Je veux créer des choses variées, quand j’ai envie de les créer, à mes propres conditions
Je sais que cette réflexion est étrange dans un monde où tout doit être partagé le plus largement possible, liké, rentabilisé et monétisé, mais j’ai la chance de gagner ma vie grâce à la photo et d’avoir le choix de faire ce qui me plait sur mon temps libre, et c’est ce que je vais faire à l’avenir. Créer des choses variées, quand j’ai envie de les créer, à mes propres conditions. Si j’arrive à les faire de manière régulière, tant mieux. Si je rate une deadline, tant pis, c’est que j’étais occupé à faire autre chose qui m’inspirait. Si je n’ai finalement pas envie de le partager, je ne le partage pas. Si je crée quelque chose de très personnel et que finalement, je décide de le partager, je le fais aussi. Après tout, c’est de l’art, il n’y a pas de règles. La seule partie de ma vie qui reste soumise à contrainte, c’est évidemment les jobs payés, où je resterai rigoureux à l’extrême.

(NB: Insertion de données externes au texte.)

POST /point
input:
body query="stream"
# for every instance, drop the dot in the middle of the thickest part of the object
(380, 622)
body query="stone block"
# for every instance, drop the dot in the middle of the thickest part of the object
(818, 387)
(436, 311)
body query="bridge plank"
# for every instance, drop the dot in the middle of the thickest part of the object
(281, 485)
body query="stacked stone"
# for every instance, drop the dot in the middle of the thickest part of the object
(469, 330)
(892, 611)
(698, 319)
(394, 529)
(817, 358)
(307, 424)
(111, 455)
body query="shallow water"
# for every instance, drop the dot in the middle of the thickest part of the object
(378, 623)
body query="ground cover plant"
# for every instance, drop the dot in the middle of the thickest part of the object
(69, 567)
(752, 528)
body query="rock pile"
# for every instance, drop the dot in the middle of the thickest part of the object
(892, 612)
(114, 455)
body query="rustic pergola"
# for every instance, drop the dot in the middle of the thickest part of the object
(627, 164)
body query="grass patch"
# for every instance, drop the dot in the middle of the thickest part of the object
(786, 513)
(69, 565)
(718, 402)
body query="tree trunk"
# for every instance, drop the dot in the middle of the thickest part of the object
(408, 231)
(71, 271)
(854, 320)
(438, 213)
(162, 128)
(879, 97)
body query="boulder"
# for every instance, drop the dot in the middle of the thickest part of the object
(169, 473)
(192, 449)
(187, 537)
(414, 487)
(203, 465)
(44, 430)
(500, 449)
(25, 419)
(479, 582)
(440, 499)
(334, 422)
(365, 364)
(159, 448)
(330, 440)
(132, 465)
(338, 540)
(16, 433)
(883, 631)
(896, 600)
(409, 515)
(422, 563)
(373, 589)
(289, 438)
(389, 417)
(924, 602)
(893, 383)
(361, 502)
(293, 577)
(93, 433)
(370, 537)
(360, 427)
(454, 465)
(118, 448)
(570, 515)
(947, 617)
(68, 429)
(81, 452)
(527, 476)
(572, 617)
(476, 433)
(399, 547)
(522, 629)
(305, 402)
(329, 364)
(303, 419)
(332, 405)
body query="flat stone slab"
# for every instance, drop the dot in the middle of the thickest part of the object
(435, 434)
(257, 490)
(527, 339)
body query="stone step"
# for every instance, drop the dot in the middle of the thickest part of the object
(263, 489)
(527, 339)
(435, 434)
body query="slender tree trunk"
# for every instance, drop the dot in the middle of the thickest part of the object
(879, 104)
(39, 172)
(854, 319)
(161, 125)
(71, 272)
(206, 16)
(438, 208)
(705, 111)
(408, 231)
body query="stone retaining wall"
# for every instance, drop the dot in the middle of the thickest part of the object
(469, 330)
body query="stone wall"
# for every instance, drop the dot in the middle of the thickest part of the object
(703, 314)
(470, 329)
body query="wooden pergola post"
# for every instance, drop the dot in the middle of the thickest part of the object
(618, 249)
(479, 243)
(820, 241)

Au final, je simplifie ma vie: ces derniers temps, je mangeais mal, je faisais peu d’exercice, parce que je me mettais des deadlines de tous les cotés sur des choses qui n’avaient pas à en avoir. Maintenant, j’ai des priorités différentes en fonction des périodes, et je suis impatient d’avoir un épisode de podcast qui soit à nouveau ma priorité absolue, parce que ces derniers temps, dans les conditions dans lesquelles je les ai produits, ça n’a pas toujours été un bon moment. Je n’arrête rien, je ne m’interdis rien, mais je m’autorise un reset qui va me permettre de me repenser pour être, publiquement, quelqu’un de plus varié que le podcaster de la photo.